An engineer accidentally commits an active cloud credential and pushes it to your repo. Walk me through your response and what order you do things in.

technical-conceptual · Senior level · cloud-devops-security

What the interviewer is really asking

Assesses whether the candidate treats a committed live secret as compromised the instant it's pushed — rotate/revoke first, assess blast radius and check for use, then scrub history as secondary — and can reason about why deleting the commit is not remediation and how to prevent recurrence, rather than reaching for git history surgery first.

What to say

What to avoid

Example answers

Strong: A pushed secret is compromised the instant it lands, so step one is revoke and rotate the credential — until that's done, scrubbing Git is pointless because the key still works and scrapers hit public and even private leaks fast.

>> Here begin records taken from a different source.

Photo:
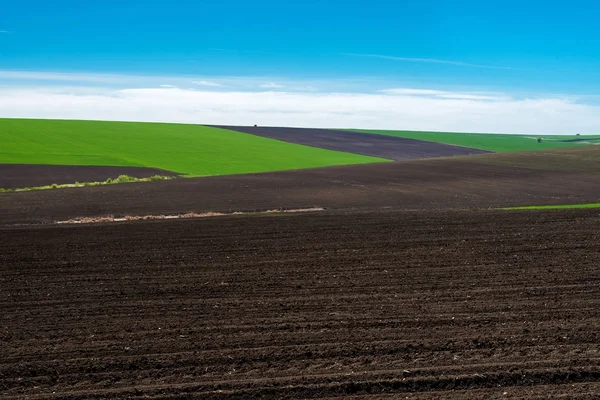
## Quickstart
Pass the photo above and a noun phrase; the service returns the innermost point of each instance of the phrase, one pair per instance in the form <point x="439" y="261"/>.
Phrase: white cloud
<point x="271" y="85"/>
<point x="207" y="83"/>
<point x="428" y="61"/>
<point x="325" y="110"/>
<point x="444" y="94"/>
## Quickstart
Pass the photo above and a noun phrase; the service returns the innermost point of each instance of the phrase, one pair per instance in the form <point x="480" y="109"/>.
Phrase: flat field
<point x="410" y="284"/>
<point x="438" y="304"/>
<point x="557" y="177"/>
<point x="494" y="142"/>
<point x="388" y="147"/>
<point x="193" y="150"/>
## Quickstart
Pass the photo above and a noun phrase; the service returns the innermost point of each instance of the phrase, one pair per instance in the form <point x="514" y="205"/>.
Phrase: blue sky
<point x="522" y="48"/>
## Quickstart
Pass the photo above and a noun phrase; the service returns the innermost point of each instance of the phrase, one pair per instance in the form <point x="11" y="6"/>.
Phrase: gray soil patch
<point x="389" y="147"/>
<point x="14" y="176"/>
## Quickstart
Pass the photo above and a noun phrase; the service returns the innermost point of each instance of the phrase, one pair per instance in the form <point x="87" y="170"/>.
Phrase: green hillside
<point x="493" y="142"/>
<point x="193" y="150"/>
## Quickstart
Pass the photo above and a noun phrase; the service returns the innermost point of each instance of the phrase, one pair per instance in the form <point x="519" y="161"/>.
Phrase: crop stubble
<point x="423" y="304"/>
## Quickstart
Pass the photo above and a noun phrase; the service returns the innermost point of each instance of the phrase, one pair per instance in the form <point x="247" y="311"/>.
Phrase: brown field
<point x="389" y="147"/>
<point x="424" y="304"/>
<point x="457" y="183"/>
<point x="406" y="286"/>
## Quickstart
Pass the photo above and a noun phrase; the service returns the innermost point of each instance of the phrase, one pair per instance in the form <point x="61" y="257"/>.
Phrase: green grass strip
<point x="494" y="142"/>
<point x="109" y="181"/>
<point x="560" y="207"/>
<point x="185" y="149"/>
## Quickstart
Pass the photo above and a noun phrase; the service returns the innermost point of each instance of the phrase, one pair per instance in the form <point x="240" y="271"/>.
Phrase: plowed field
<point x="441" y="304"/>
<point x="390" y="147"/>
<point x="433" y="184"/>
<point x="14" y="176"/>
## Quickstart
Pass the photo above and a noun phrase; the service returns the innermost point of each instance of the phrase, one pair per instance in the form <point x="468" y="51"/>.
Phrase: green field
<point x="560" y="207"/>
<point x="492" y="142"/>
<point x="192" y="150"/>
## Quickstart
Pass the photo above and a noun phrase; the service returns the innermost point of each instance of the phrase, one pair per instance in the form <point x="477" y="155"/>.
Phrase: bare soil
<point x="419" y="305"/>
<point x="389" y="147"/>
<point x="428" y="184"/>
<point x="14" y="176"/>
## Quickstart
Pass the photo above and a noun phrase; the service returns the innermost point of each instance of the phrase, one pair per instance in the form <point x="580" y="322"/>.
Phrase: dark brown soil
<point x="432" y="184"/>
<point x="423" y="305"/>
<point x="14" y="176"/>
<point x="389" y="147"/>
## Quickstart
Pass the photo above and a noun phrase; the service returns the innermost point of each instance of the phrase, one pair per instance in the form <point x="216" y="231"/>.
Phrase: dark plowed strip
<point x="429" y="184"/>
<point x="22" y="175"/>
<point x="482" y="304"/>
<point x="389" y="147"/>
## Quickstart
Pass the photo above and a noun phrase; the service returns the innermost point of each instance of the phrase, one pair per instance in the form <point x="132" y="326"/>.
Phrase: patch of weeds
<point x="109" y="181"/>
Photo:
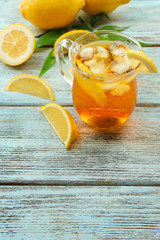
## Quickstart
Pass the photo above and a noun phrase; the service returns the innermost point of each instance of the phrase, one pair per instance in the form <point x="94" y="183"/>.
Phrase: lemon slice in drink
<point x="147" y="65"/>
<point x="62" y="122"/>
<point x="32" y="85"/>
<point x="72" y="35"/>
<point x="17" y="44"/>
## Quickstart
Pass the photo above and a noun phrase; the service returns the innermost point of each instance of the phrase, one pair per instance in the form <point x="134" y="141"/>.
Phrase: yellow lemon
<point x="62" y="122"/>
<point x="102" y="6"/>
<point x="32" y="85"/>
<point x="136" y="58"/>
<point x="51" y="14"/>
<point x="17" y="44"/>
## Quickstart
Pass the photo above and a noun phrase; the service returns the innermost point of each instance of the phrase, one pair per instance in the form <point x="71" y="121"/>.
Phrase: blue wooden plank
<point x="65" y="213"/>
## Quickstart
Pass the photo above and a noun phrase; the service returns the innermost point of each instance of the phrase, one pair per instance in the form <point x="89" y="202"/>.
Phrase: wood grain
<point x="30" y="152"/>
<point x="79" y="213"/>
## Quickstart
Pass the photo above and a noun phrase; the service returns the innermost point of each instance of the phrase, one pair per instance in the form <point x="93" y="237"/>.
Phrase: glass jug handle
<point x="60" y="59"/>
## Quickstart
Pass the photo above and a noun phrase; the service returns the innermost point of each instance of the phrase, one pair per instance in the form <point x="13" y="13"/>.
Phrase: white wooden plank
<point x="31" y="152"/>
<point x="80" y="213"/>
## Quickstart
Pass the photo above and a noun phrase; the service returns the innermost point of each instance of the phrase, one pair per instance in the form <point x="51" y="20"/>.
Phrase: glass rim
<point x="104" y="78"/>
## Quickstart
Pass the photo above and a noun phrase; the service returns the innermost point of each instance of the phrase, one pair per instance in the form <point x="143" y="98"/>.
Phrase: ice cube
<point x="120" y="90"/>
<point x="99" y="67"/>
<point x="86" y="53"/>
<point x="118" y="51"/>
<point x="102" y="52"/>
<point x="118" y="48"/>
<point x="121" y="65"/>
<point x="90" y="62"/>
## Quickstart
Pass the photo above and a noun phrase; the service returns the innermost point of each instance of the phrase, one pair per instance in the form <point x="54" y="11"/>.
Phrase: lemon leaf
<point x="49" y="38"/>
<point x="113" y="27"/>
<point x="145" y="44"/>
<point x="81" y="27"/>
<point x="98" y="17"/>
<point x="84" y="24"/>
<point x="50" y="60"/>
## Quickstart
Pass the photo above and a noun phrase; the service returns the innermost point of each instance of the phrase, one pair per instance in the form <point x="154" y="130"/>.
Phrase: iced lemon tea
<point x="104" y="86"/>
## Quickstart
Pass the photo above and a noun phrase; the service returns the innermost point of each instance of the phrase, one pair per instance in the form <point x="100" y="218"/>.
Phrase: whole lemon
<point x="102" y="6"/>
<point x="51" y="14"/>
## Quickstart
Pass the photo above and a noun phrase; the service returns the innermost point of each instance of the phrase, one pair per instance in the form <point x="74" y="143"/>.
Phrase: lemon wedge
<point x="17" y="44"/>
<point x="32" y="85"/>
<point x="147" y="65"/>
<point x="72" y="35"/>
<point x="62" y="122"/>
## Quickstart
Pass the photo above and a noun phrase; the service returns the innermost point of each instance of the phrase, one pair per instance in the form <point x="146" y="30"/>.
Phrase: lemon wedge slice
<point x="62" y="122"/>
<point x="147" y="65"/>
<point x="32" y="85"/>
<point x="17" y="44"/>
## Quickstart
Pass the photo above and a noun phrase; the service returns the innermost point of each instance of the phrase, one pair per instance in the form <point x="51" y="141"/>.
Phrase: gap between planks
<point x="82" y="183"/>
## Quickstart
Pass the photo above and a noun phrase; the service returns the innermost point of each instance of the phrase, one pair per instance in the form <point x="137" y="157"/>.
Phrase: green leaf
<point x="85" y="25"/>
<point x="79" y="27"/>
<point x="50" y="60"/>
<point x="145" y="44"/>
<point x="97" y="17"/>
<point x="113" y="27"/>
<point x="49" y="38"/>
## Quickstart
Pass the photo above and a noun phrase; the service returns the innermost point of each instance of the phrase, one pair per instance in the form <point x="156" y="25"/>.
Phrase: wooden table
<point x="107" y="185"/>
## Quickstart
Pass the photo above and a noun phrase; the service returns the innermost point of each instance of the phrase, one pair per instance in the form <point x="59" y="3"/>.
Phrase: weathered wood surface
<point x="31" y="152"/>
<point x="79" y="213"/>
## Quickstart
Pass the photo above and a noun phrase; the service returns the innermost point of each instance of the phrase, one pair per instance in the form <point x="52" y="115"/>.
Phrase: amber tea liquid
<point x="104" y="86"/>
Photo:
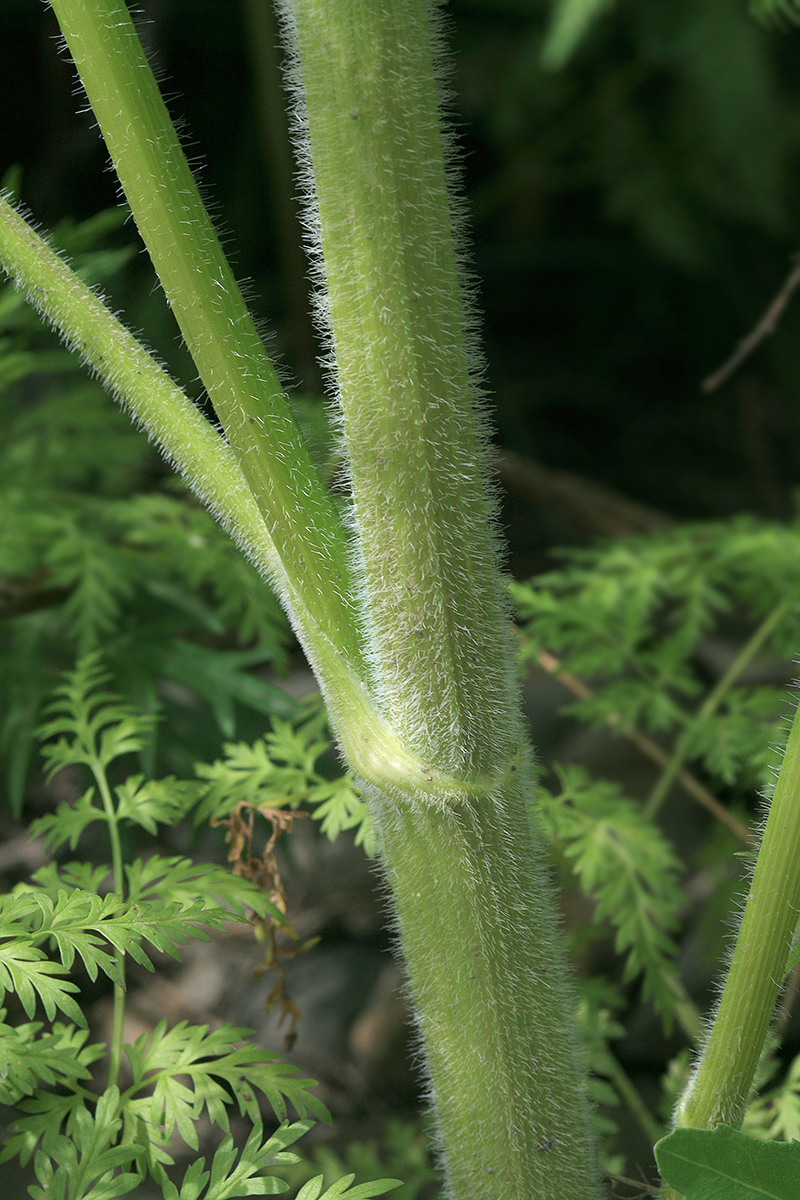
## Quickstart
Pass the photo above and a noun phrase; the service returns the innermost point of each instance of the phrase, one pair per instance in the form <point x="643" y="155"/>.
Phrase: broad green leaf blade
<point x="726" y="1164"/>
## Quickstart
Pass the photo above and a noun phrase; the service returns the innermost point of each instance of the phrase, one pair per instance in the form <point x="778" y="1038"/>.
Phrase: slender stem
<point x="720" y="1087"/>
<point x="118" y="1027"/>
<point x="188" y="441"/>
<point x="212" y="317"/>
<point x="713" y="702"/>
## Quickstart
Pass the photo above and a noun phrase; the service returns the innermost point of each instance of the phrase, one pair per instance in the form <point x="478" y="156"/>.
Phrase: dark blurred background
<point x="632" y="216"/>
<point x="631" y="219"/>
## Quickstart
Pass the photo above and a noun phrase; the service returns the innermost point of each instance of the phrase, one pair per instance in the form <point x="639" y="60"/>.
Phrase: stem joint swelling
<point x="382" y="760"/>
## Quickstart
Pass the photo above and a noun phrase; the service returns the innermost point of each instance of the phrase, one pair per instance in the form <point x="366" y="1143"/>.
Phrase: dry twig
<point x="764" y="328"/>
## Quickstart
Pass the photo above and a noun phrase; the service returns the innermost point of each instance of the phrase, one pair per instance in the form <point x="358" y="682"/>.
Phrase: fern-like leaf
<point x="229" y="1177"/>
<point x="188" y="1069"/>
<point x="313" y="1189"/>
<point x="184" y="882"/>
<point x="95" y="725"/>
<point x="30" y="1059"/>
<point x="85" y="1165"/>
<point x="624" y="863"/>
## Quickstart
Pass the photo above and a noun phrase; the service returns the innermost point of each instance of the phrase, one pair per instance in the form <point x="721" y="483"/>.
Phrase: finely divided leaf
<point x="30" y="1059"/>
<point x="623" y="861"/>
<point x="726" y="1164"/>
<point x="190" y="1069"/>
<point x="88" y="1162"/>
<point x="313" y="1189"/>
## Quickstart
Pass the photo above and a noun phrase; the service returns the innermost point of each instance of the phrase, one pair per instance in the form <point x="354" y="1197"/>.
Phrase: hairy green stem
<point x="713" y="702"/>
<point x="721" y="1084"/>
<point x="118" y="876"/>
<point x="186" y="438"/>
<point x="475" y="912"/>
<point x="212" y="316"/>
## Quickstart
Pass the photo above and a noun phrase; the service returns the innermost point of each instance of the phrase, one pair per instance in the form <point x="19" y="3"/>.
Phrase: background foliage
<point x="633" y="214"/>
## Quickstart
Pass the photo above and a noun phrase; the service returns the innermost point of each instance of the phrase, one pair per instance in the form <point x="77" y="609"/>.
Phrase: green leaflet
<point x="726" y="1164"/>
<point x="623" y="861"/>
<point x="570" y="23"/>
<point x="774" y="12"/>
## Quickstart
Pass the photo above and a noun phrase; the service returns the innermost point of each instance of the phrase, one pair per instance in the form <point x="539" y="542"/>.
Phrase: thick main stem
<point x="475" y="913"/>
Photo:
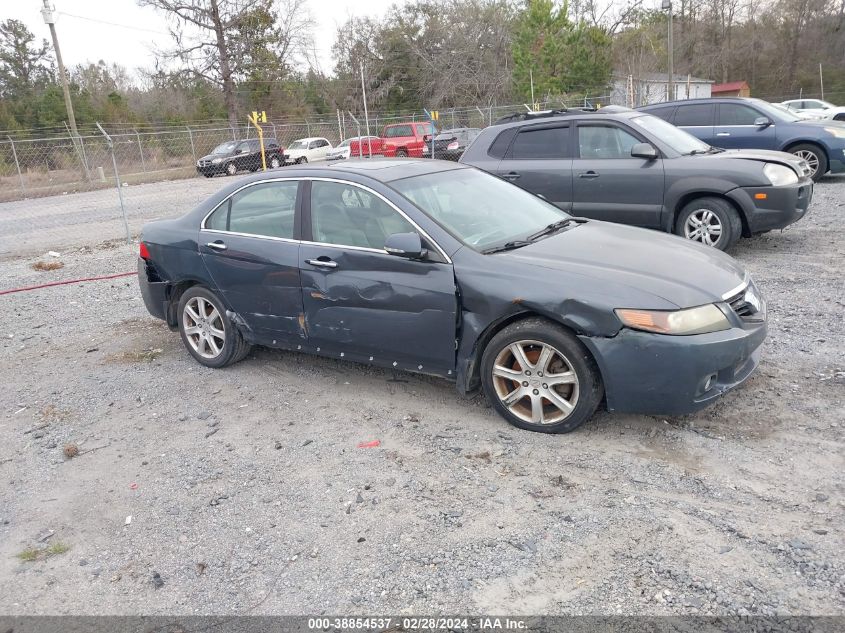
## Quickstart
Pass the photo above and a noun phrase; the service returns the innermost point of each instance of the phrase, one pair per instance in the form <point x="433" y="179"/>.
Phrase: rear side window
<point x="605" y="141"/>
<point x="399" y="130"/>
<point x="737" y="114"/>
<point x="266" y="210"/>
<point x="695" y="114"/>
<point x="499" y="147"/>
<point x="541" y="143"/>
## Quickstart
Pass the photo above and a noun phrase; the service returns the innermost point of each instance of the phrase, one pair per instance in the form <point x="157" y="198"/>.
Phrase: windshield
<point x="225" y="148"/>
<point x="676" y="138"/>
<point x="480" y="210"/>
<point x="773" y="113"/>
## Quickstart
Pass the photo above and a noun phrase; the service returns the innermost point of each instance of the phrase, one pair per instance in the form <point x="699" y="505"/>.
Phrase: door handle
<point x="323" y="263"/>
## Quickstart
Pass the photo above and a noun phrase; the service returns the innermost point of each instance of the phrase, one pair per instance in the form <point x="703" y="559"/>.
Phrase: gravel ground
<point x="244" y="491"/>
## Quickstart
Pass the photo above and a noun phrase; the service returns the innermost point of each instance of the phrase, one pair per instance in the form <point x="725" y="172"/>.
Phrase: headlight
<point x="779" y="175"/>
<point x="700" y="320"/>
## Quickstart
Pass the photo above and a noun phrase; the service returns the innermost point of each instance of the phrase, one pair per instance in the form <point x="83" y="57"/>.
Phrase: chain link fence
<point x="59" y="192"/>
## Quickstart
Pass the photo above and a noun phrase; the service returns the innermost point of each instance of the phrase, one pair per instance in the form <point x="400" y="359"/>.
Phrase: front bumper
<point x="658" y="374"/>
<point x="768" y="208"/>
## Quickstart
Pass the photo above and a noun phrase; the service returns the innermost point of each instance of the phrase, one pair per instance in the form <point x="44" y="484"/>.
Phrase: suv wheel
<point x="709" y="221"/>
<point x="815" y="158"/>
<point x="540" y="378"/>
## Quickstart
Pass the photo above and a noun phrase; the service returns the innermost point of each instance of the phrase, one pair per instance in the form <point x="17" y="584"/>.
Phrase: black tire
<point x="234" y="347"/>
<point x="815" y="156"/>
<point x="533" y="335"/>
<point x="709" y="213"/>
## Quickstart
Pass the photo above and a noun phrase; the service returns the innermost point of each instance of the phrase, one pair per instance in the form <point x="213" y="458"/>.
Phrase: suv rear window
<point x="540" y="143"/>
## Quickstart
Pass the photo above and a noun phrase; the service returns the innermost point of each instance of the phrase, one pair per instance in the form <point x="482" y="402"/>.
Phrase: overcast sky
<point x="120" y="31"/>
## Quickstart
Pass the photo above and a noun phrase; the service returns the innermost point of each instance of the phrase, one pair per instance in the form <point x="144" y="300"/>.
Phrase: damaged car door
<point x="363" y="303"/>
<point x="248" y="246"/>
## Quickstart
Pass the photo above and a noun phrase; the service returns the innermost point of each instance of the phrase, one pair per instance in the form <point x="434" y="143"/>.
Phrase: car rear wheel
<point x="815" y="158"/>
<point x="540" y="378"/>
<point x="208" y="334"/>
<point x="710" y="221"/>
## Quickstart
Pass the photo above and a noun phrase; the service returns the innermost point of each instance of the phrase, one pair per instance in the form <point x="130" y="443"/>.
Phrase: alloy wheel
<point x="536" y="382"/>
<point x="203" y="327"/>
<point x="703" y="226"/>
<point x="811" y="158"/>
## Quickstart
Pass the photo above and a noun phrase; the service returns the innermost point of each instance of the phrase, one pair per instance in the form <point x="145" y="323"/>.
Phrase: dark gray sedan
<point x="433" y="267"/>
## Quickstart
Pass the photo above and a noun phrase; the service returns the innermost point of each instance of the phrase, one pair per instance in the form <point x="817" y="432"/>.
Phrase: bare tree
<point x="224" y="41"/>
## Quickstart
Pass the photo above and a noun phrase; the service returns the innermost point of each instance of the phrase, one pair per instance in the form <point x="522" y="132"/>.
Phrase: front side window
<point x="604" y="141"/>
<point x="265" y="210"/>
<point x="346" y="215"/>
<point x="542" y="143"/>
<point x="480" y="210"/>
<point x="737" y="114"/>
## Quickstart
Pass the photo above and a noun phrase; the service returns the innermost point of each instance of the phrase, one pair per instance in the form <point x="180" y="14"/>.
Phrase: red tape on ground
<point x="66" y="282"/>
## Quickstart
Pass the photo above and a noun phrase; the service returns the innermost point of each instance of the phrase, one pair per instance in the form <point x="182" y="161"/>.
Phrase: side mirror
<point x="407" y="245"/>
<point x="644" y="150"/>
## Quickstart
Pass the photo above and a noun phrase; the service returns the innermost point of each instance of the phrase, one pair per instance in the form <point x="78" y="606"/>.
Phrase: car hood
<point x="678" y="271"/>
<point x="762" y="155"/>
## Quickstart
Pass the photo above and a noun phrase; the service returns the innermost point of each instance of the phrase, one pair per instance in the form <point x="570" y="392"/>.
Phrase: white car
<point x="307" y="150"/>
<point x="343" y="149"/>
<point x="817" y="108"/>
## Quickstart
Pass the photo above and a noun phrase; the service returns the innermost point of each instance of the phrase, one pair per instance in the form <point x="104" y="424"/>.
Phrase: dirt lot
<point x="244" y="490"/>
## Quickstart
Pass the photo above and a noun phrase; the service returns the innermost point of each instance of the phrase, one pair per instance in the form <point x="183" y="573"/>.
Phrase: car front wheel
<point x="540" y="378"/>
<point x="208" y="334"/>
<point x="710" y="221"/>
<point x="815" y="158"/>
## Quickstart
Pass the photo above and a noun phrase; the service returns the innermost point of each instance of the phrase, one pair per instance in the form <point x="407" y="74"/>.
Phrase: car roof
<point x="383" y="170"/>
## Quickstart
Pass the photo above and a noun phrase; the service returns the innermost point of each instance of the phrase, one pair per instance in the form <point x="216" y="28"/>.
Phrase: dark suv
<point x="633" y="168"/>
<point x="733" y="123"/>
<point x="234" y="156"/>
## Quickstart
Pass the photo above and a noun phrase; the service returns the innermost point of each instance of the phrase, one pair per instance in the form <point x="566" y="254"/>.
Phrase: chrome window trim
<point x="388" y="203"/>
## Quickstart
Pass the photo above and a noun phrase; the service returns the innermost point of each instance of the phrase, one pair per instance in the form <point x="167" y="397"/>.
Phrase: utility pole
<point x="821" y="80"/>
<point x="49" y="18"/>
<point x="667" y="5"/>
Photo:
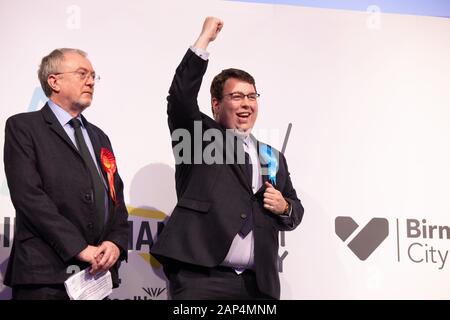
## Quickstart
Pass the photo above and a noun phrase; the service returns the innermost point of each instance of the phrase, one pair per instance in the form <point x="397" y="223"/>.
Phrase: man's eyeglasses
<point x="83" y="74"/>
<point x="239" y="96"/>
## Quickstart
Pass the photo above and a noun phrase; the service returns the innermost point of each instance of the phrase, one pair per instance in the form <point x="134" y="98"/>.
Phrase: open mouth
<point x="243" y="115"/>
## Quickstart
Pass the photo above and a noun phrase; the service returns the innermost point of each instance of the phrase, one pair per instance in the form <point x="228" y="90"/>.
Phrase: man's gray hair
<point x="50" y="64"/>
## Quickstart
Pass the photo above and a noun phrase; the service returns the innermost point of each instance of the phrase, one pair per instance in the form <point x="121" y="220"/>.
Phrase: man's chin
<point x="84" y="104"/>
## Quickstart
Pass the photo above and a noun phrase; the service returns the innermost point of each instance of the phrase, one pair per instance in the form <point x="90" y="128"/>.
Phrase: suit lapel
<point x="96" y="144"/>
<point x="56" y="127"/>
<point x="239" y="169"/>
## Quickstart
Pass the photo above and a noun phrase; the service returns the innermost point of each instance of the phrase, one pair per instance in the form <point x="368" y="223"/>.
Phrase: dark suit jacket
<point x="51" y="191"/>
<point x="213" y="199"/>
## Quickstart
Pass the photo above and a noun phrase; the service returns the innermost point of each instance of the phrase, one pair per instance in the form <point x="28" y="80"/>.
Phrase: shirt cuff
<point x="200" y="52"/>
<point x="288" y="214"/>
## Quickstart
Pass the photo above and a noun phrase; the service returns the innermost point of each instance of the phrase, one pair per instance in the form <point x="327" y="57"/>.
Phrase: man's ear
<point x="215" y="106"/>
<point x="52" y="81"/>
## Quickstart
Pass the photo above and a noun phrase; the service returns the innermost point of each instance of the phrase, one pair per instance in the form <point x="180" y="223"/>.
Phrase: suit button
<point x="88" y="197"/>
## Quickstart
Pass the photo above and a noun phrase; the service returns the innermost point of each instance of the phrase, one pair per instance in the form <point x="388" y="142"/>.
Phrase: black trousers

Step two is blast radius: what could it reach, and pull CloudTrail to see if it was already used; if it was, that's an incident with a real severity, not a near-miss. Only then do I scrub history with filter-repo and invalidate forks and caches — that's hygiene, not the fix. Then I turn on push protection and pre-commit scanning so the next one never lands.

Weak: I'd remove the credential from the repo and rewrite the Git history with filter-repo so the commit is gone, then force-push the clean history. Once it's no longer in the repo the secret isn't exposed anymore, so that handles it.